XPeng wandelt sich zunehmend vom reinen Fahrzeughersteller zum globalen Technologieanbieter. Mit Volkswagen konnte das Unternehmen nun den ersten namhaften Partner für seine fortschrittliche Software zum autonomen Fahren gewinnen. Parallel dazu treibt der Konzern seine Expansion in den Bereich der humanoiden Robotik mit einer eigenen Infrastruktur massiv voran.
Software-Erfolg und starke Auslieferungszahlen
Die Kooperation mit Volkswagen markiert einen entscheidenden Schritt bei der Kommerzialisierung der hauseigenen Technik. Der deutsche Automobilkonzern setzt künftig auf die VLA-2.0-Architektur von XPeng, die autonomes Fahren auf Level 4 ermöglicht – und das ganz ohne die Abhängigkeit von hochauflösendem Kartenmaterial. Diese Partnerschaft unterstreicht den technologischen Vorsprung, den sich die Chinesen in den vergangenen Jahren erarbeitet haben.

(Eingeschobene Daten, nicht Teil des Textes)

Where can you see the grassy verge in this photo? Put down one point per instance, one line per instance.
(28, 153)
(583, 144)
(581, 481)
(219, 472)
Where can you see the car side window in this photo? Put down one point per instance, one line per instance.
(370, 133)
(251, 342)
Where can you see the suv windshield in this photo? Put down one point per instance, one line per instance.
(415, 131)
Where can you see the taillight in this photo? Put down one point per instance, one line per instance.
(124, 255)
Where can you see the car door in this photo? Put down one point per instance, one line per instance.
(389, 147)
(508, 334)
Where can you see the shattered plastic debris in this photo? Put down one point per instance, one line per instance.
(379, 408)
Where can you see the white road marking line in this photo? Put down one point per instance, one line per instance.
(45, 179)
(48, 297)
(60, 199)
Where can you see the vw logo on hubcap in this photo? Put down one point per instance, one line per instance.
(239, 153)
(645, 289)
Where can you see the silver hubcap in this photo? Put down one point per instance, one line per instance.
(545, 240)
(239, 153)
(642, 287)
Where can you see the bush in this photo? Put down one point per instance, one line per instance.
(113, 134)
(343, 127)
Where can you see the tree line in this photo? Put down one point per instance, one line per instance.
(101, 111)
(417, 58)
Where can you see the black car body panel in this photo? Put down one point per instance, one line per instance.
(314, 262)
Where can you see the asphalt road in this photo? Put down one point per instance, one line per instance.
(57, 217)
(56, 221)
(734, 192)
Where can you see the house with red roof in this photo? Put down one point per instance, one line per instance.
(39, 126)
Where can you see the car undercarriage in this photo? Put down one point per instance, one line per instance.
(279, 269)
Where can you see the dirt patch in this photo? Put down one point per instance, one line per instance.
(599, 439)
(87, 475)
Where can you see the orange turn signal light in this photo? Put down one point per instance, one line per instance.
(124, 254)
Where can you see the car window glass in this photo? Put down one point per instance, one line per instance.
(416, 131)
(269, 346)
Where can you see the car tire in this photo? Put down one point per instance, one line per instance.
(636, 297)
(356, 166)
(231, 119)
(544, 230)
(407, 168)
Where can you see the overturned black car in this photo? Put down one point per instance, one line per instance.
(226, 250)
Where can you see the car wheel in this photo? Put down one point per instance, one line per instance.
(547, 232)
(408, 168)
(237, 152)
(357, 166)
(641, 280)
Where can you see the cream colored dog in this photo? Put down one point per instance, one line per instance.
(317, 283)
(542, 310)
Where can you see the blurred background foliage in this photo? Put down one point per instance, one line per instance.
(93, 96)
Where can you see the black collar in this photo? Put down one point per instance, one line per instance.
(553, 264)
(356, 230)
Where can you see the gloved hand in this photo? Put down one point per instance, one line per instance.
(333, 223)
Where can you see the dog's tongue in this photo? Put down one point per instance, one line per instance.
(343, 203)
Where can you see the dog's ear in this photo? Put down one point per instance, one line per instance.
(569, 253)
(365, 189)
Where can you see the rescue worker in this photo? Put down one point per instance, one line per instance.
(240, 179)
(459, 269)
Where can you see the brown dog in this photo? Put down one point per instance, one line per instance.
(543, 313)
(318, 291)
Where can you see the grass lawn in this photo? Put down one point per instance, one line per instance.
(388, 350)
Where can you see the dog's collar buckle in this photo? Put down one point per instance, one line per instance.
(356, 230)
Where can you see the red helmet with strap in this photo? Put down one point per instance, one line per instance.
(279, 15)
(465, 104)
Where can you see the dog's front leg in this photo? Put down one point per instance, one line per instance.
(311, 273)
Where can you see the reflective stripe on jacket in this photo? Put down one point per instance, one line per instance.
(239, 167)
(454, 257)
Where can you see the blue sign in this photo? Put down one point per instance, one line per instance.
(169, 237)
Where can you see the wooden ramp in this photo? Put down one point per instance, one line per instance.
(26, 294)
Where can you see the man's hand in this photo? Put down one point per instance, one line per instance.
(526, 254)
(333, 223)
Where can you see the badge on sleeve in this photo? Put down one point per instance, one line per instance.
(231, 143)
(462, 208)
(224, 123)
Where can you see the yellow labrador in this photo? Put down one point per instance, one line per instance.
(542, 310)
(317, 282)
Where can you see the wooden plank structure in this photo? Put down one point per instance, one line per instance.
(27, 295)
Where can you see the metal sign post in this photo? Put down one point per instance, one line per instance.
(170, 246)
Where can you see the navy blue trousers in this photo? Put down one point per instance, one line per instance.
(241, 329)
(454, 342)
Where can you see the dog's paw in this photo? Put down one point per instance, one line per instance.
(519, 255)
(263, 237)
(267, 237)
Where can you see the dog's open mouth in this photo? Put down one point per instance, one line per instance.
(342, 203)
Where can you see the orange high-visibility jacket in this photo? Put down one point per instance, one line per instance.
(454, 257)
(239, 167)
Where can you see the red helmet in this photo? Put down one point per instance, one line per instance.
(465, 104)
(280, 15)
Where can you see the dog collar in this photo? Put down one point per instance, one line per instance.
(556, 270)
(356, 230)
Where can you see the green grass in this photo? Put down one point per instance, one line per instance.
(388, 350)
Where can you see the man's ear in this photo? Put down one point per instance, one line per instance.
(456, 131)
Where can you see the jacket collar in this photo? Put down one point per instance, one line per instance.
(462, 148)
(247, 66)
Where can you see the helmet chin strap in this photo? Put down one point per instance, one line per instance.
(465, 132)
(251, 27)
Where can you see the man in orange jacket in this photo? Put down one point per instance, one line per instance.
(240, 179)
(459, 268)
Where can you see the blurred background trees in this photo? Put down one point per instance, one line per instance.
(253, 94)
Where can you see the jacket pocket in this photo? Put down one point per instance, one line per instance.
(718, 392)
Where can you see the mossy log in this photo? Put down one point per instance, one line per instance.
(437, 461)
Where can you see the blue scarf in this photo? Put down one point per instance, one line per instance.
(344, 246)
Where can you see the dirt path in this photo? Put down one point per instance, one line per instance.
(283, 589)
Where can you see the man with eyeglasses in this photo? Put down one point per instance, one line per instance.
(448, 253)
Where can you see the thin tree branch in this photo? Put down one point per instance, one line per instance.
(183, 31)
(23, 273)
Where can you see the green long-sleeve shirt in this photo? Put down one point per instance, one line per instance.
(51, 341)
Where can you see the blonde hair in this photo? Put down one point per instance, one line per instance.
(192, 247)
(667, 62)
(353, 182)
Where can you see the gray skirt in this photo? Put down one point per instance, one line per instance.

Hintergrund dieser Entwicklung ist ein volatiles, aber wachstumsstarkes Marktumfeld. Im vergangenen Jahr konnte XPeng seine Auslieferungen um rund 126 Prozent auf über 429.000 Fahrzeuge steigern, wobei das internationale Geschäft mit einem Plus von 96 Prozent besonders dynamisch wuchs. Bis 2030 plant das Management, jährlich eine Million Einheiten im Ausland abzusetzen. Kann die Software-Sparte langfristig tatsächlich zum profitabelsten Standbein des Konzerns werden? Die Erwartungen sind hoch, da bereits im Laufe des Jahres 2026 auch Robotaxis und fliegende Autos für die Massenproduktion vorbereitet werden sollen.
Einstieg in die Roboter-Fertigung
Neben der Software rückt nun die Hardware in den Fokus. Im laufenden ersten Quartal 2026 startet in Guangzhou der Bau einer 110.000 Quadratmeter großen Fabrik, die speziell für die Produktion humanoider Roboter konzipiert ist. Es handelt sich dabei um die erste voll integrierte Produktionsstätte dieser Art weltweit.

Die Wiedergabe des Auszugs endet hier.